This notebook can be found on github

Two-level atom driven by a noisy laser

In this example, we will show how one can treat phase noise of a laser either with a stochastic Schrödinger equation or a deterministic Master equation.

When a two-level atom is coherently driven by a laser, the laser is often assumed to be perfectly monochromatic. An atom addressed by such a coherent drive is described by the Hamiltonian (in a frame rotating at the laser frequency)

$H = \frac{\Delta}{2}\sigma^z + \eta\left(\sigma^+ + \sigma^-\right),$

where $\Delta$ is the detuning between the laser and the atomic transition frequency. The operators $\sigma^z, \sigma^+, \sigma^-$ are the atomic inversion, raising and lowering operators, respectively.

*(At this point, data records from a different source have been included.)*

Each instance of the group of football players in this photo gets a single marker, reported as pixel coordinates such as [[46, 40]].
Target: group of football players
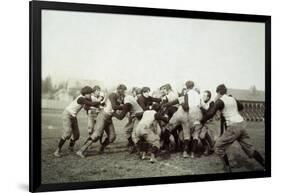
[[158, 123]]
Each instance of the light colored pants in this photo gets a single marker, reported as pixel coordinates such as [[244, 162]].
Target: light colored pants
[[130, 126], [70, 127], [92, 118], [104, 124], [150, 133], [234, 132], [187, 120]]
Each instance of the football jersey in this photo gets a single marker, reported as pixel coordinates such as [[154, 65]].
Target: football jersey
[[230, 110], [73, 108], [136, 108]]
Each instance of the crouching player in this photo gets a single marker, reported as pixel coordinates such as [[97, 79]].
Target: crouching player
[[132, 107], [104, 121], [69, 118], [148, 131], [236, 128], [188, 116]]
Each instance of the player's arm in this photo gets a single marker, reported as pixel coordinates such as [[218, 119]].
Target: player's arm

This model holds for a perfectly monochromatic laser. However, in reality the laser will be subject to some noise which it will imprint on the atom. If the laser is subject to frequency noise, we can add a stochastic term in the Hamiltonian,

$H^s = \frac{1}{2}\left(\Delta + \sqrt{\gamma}\xi(t)\right)\sigma^z + \eta\left(\sigma^+ + \sigma^-\right).$

Here, $\sqrt{\gamma}$ is the strength of the noise and $\xi(t)$ is a white noise term, i.e. $\langle \xi(t)\xi(t')\rangle = \delta(t-t')$.

One can show, that when transforming the Von-Neumann equation with the Hamiltonian $H^s$ into Ito form and averaging over the noise, that the system can be modelled by the Master equation

$\dot{\rho} = i[\rho, H] + \mathcal{L}[\rho]$,


$\mathcal{L}[\rho] = \frac{\gamma}{8}\left(2\sigma^z\rho\sigma^z - \left(\sigma^z\right)^2\rho - \rho\left(\sigma^z\right)^2\right) = \frac{\gamma}{2}\left(\sigma^z\rho\sigma^z - \rho\right)$.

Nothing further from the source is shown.